ArtifiShell Intelligence

Book review: Designing Data-Intensive Applications

2021-02-02

After kicking off our technical book club at work over a year ago with The Art of PostgreSQL (see my review and summary), we took almost half a year of a hiatus before deciding to tackle another book—but in August, we decided to give Designing Data-Intensive Applications (DDIA) by Martin Kleppmann a go.

Cover of Designing Data-Intensive Applications

We “worked” on the book from August until December, and it was not exactly a breeze to read; I don’t think anybody regretted the time spent on reading and discussing, though.

Quality

This is not a short book by any standard, and a few typos in such a dense text would certainly be forgivable.

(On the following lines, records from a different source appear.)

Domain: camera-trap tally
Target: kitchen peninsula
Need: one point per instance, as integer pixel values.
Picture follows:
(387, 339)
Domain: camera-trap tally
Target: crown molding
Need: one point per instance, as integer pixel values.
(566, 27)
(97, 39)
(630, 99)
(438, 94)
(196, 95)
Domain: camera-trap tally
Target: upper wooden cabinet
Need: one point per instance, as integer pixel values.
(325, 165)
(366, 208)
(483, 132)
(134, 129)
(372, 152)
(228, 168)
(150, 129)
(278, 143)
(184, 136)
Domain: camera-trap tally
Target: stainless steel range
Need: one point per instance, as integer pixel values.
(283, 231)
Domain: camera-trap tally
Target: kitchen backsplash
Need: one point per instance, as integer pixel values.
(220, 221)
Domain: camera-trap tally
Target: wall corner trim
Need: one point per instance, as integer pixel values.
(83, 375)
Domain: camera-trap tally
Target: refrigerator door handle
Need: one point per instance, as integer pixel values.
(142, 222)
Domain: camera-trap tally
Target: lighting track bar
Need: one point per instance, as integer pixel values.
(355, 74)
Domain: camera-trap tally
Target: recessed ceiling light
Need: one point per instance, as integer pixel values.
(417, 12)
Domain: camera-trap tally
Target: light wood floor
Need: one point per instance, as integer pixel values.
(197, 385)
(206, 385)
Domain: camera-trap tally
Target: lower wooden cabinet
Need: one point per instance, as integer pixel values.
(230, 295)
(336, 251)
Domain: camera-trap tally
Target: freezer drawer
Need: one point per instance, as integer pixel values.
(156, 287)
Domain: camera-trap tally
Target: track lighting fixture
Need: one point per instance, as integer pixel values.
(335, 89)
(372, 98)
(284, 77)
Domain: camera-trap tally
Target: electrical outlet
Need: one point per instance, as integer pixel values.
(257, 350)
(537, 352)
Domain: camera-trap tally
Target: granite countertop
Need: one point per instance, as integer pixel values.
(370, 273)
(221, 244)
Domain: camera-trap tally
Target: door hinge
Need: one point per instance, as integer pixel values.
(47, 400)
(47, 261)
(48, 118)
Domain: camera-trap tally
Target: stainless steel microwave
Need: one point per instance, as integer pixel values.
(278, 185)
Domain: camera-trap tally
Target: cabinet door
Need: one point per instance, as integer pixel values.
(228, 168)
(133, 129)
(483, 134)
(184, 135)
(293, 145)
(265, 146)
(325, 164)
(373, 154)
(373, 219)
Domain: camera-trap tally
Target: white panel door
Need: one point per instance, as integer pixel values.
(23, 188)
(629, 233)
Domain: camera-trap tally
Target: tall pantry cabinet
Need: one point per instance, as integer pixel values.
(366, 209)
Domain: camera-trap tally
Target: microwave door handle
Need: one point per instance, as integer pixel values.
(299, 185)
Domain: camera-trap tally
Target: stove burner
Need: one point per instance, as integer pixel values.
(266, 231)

However, I don’t remember seeing any at all. This book has been around for a few years, and the errata aren’t non-existent, but whatever process there is in place to fix typos resulted in the version I ended up reading being near-perfect.1

The level of care is exceptional also elsewhere. A pet peeve of mine are technical books with shell script snippets full of outdated and bad practices, as if it didn’t matter; I appreciate it all the more when an author cares about these little things as well. (And can you trust somebody who doesn’t quote their variables? Surely not.)

There are several examples where concepts are explained using simple shell implementations, for example the “world’s simplest database”:

db_set () {
    echo "$1,$2" >> database
}

db_get () {
    grep "^$1," database | sed -e "s/^$1,//" | tail -n 1
}

Everything neatly quoted, no Useless Use of Cat, no ugly (and not even POSIX compliant) tail -1… perfect.

The maps

Each chapter starts with a beautiful map with locations named after the material introduced in the chapter. Kleppmann wrote a blog post about this where he explains that the regions stand for the concepts, and the cities are specific implementations. There was even a Kickstarter campaign for posters with all the maps!

I enjoyed looking at the maps before reading, seeing some terms I’d heard before and some I had no clue what they meant—and then coming back to the map after reading, and understanding why things are grouped together and what the concepts behind the names are.

The references

Throughout each chapter, a ton of references are listed (about one hundred per chapter), so if I’m more interested in any topic (just because, or maybe because I’m working on a related problem), there’s no shortage of material to dive deeper. Almost every reference links to the source, and Kleppmann maintains a Git repository2 with updated links. (Now, if he would only merge my pull request with a fix…)

My main takeaways

Reading this often felt like studying for a university exam: I would read and highlight, then go through the chapter again and write a summary for it. That’s of course not required, but I feel like I’m retaining much better like this. (If only I would have enjoyed studying as much when it would have been more useful!)

The book covered a lot I only have passing familiarity with (such as non-relational datastores), barely even knew existed (for example leaderless replication), or just took for granted without knowing how it works (like indexing). If I need to know more about a topic, I now know where to start.

For some concepts, I realized how incomplete my understanding had been (example: ACID and isolation levels), and I’m now at least aware of that. Know what you don’t know!

And, almost the biggest win for me, a lot more problems I encounter or read about every day make a lot more sense now: I have a better idea what approaches and tradeoffs there are, or at the very least I remember that I should know what something is about—and then I can go look it up. I can also drop more buzzwords in interviews now, which always impresses everybody involved.

All in all, the book deserves all the praise it gets, and I can’t imagine anybody buying and reading it ending up thinking that either money or time was wasted.